Colour Sergeant Alan Cameron, 42, from 1st Battalion Scots Guards, died on March 31 as a result of the serious injuries he received in Afghanistan on April 13 last year, the MoD said.

Cameron was struck by an improvised explosive device while on foot patrol north of Lashkar Gah in the troubled southern Helmand Province.

The non-commissioned officer had been making a good recovery from his wounds after undergoing a number of difficult operations.
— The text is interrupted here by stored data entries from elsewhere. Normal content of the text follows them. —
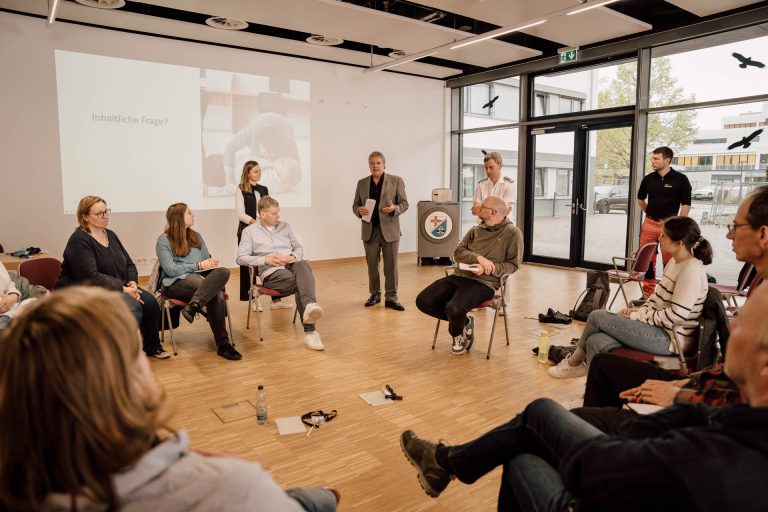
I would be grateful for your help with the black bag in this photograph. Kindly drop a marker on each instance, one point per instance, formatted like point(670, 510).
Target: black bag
point(594, 297)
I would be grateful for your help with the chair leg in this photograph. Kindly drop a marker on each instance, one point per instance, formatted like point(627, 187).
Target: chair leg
point(434, 340)
point(493, 330)
point(258, 319)
point(229, 322)
point(506, 328)
point(170, 327)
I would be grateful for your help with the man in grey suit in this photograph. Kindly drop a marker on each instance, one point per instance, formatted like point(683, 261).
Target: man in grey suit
point(381, 235)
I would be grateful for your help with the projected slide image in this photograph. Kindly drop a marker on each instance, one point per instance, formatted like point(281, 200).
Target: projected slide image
point(144, 135)
point(250, 117)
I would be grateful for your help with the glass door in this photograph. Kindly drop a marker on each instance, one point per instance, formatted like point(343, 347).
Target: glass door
point(579, 195)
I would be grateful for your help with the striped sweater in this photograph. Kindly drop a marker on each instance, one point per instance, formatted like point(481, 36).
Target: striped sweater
point(679, 296)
He had met Prince Charles and Princess Anne during his recovery.

However, he collapsed and died suddenly at his home in Livingston, west of Edinburgh.

The post mortem found that his death was directly attributable to the injuries he suffered last year.
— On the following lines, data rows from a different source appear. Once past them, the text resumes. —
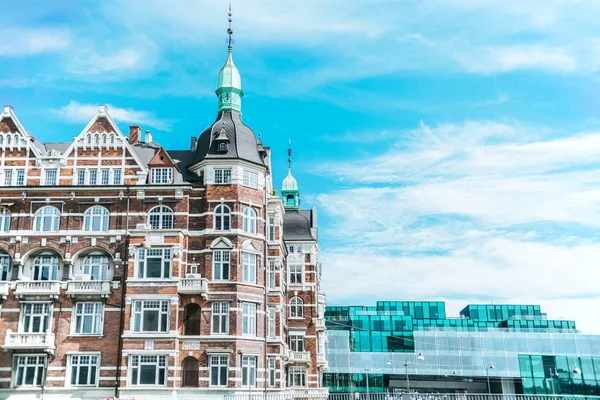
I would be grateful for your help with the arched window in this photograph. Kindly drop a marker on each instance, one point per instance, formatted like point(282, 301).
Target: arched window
point(249, 220)
point(222, 218)
point(45, 268)
point(191, 319)
point(95, 219)
point(296, 307)
point(96, 266)
point(161, 217)
point(190, 372)
point(4, 220)
point(47, 219)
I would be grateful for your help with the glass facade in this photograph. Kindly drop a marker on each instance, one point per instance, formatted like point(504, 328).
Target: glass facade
point(489, 348)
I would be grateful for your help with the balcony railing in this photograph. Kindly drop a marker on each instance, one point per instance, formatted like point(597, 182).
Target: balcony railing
point(89, 288)
point(29, 341)
point(37, 288)
point(193, 286)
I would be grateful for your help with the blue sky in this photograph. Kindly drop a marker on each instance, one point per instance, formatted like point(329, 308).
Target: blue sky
point(451, 147)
His death brings to 363 the number of British troops killed since operations in Afghanistan began in October 2001. Of these, at least 318 were killed through hostile action.
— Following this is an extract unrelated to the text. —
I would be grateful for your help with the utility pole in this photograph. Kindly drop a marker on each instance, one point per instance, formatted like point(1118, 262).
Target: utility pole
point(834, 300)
"I was deeply saddened to hear the news that Colour Sergeant Alan Cameron had died of his wounds particularly after he had battled so bravely to return to full health," Defence Secretary Liam Fox said.

"Colour Sergeant Cameron was injured in the course of his duty in Afghanistan delivering better security both for Afghans and us at home.

"He was a soldier held in high esteem by all he served with and his loss will be felt keenly by his regiment."

Britain has about 9,500 troops in Afghanistan, making it the second-largest contributor after the United States to the NATO-led International Security Assistance Force.

They are based in central Helmand, battling Taliban insurgents and increasingly training local security forces.